Nie wypowiadam się zaś w sprawie nowej prowadzącej. Wiemy, że dziś spotyka się z dużym hejtem jako ta, co wygryzła „lubianą twarz programu”. Myślę, że ten hejt nie wynika z faktu iż „wygryzła” a z tego, co dziś spotykamy na naszej drodze życia w dużych korporacjach. „Wyścig szczurów”. U każdego pracującego dla takiej korporacji gdzieś z tyłu stoi niewolnik mówiący, "bez względu na to jak będziesz się starał jutro może pojawić się ten, co cię wygryzie" (1).

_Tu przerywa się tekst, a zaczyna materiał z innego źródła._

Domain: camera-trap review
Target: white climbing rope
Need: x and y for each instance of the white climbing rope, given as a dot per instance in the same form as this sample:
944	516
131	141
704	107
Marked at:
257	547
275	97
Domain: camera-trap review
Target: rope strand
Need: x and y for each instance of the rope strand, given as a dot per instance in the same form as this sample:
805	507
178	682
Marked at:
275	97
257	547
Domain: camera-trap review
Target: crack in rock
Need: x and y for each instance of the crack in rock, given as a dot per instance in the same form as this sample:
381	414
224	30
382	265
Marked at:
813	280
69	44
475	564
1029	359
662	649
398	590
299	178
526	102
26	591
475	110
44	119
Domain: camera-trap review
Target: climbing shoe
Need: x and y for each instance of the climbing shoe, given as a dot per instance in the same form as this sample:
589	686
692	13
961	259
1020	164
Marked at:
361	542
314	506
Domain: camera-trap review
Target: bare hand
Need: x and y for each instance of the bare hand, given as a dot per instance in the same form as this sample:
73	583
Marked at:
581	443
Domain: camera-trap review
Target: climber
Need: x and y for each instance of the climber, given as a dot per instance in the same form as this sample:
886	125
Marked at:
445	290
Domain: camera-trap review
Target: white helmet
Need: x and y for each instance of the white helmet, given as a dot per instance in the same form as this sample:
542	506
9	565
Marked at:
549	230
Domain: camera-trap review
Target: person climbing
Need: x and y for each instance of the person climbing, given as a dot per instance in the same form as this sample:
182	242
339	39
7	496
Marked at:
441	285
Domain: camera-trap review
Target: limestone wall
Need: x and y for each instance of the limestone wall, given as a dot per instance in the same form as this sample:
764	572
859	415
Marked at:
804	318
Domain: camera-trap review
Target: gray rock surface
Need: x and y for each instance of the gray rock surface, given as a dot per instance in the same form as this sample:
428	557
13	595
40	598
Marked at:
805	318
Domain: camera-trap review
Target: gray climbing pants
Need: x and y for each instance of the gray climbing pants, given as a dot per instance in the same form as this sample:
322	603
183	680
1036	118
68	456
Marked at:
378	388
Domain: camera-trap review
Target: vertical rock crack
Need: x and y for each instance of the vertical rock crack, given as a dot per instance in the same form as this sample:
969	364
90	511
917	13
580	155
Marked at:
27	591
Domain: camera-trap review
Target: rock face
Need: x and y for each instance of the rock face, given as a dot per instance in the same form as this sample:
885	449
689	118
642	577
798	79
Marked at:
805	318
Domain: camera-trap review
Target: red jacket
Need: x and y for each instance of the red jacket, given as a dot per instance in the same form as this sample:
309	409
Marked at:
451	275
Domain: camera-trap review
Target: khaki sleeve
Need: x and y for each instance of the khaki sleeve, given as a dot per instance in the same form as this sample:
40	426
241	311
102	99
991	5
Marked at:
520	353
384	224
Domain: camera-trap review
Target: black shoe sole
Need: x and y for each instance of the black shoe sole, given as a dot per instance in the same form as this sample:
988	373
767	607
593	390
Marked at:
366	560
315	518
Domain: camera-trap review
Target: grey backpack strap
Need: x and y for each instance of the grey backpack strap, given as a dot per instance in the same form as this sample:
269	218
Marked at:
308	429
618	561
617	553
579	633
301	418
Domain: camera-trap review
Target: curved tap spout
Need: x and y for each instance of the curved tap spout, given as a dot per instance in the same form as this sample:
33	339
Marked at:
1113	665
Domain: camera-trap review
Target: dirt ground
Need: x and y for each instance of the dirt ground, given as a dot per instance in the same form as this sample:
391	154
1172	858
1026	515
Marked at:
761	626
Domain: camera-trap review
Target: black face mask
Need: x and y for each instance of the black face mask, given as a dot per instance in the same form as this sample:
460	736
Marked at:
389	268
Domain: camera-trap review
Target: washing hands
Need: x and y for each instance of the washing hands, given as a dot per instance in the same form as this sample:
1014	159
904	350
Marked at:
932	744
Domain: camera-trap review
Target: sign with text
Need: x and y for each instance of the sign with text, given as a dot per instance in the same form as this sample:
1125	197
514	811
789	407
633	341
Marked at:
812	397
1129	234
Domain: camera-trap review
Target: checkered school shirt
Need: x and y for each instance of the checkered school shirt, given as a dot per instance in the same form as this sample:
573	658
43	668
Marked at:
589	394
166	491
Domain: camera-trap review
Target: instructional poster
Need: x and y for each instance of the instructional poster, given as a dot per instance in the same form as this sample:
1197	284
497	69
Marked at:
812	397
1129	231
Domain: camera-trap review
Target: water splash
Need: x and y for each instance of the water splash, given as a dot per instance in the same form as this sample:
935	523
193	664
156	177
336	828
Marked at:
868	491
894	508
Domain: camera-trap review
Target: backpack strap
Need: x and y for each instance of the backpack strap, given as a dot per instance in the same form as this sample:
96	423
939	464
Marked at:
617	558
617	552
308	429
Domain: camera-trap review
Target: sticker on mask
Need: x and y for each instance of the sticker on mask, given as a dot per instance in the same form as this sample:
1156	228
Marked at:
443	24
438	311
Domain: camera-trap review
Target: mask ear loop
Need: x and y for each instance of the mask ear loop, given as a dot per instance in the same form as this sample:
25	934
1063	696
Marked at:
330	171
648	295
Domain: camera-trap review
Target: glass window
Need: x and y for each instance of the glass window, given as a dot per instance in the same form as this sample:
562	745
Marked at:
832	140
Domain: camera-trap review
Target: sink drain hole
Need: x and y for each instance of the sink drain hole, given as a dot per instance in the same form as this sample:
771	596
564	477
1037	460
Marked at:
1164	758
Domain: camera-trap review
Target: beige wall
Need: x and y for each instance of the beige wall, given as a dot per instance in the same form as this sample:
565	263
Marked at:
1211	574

 Jako przykład przytoczę opowieść o pewnym znanym mi człowieku, który pracował dla pewnej dużej korporacji. Nie ważne jakiej, myślę, że w niejednej może się to zdarzyć, ale sytuacja to autentyczna. Człowiek po szkole podjął się pracy dla tej korporacji. Pracował w warunkach mocno stresujących, bo i praca w układzie zmiennym dzień/noc i praca pod naciskiem. „Show must (przecież) go on”, czyli produkcja musi iść. Po ponad 20 latach pracy nagle... stan przedzawałowy, szpital i zalecenie lekarzy... "musi pan przynajmniej przez rok unikać pracy w nieunormowanych godzinach". Poszedł z tym zaleceniem do kadr. Wyszedł... ze świadectwem pracy. Korporacja nie potrzebuje „trybika, który się zużył”.

 

Świnia, co kiedyś był kolegą…

 Jakże pięknie sytuację tę opisuje piosenka Jana Kaczmarka, „Pero, pero”. Pochodzi ona z okresu upadku idei budowania komunizmu w Polsce. Wtedy rzeczywiście wielu było takich co udając przyjaciela donosili służbom. Tę sprawę przedyskutowaliśmy kilka lat temu, gdy ludzie ze świecznika okazywali się po prostu „świniami, co kiedyś był kolegą” Ale czy możemy to odłożyć na półkę "sprawy załatwione", czy dziś się z tym nie spotykamy?




Z kimś, z którym kiedyś "wódkę piliśmy" a później może się nie zgadzaliśmy, bo przecież rozmowa nie polega na przytakiwaniu, ale gdy był w potrzebie podawałeś mu rękę a później, ten ktoś „narobił ci wokół d…”. Co z takim zrobić? Możesz wyrzucić na śmietnik historii swojego życia. A możesz oczekiwać, że się zreflektuje, bo to wartościowa osoba, co pobłądziła. Zreflektuje się, zrozumie, przeprosi i w przyszłości poda ci rękę. Świat nie jest przecież zero jedynkowy. Są świnie i są ci co do "chlewu" pobłądzili ale są w stanie powiedzieć jakże trudne słowo „przepraszam”. Kwestia tylko tego, jaką twarz dana osoba chce oglądać w lustrze, przy porannym goleniu, nawet jeśli goli się wieczorem. 

 

(1) Odniesienie do triumfów w starożytnym Rzymie, gdzie za odbywającym triumf stał niewolnik, mówiący „pamiętaj, że jesteś śmiertelny”.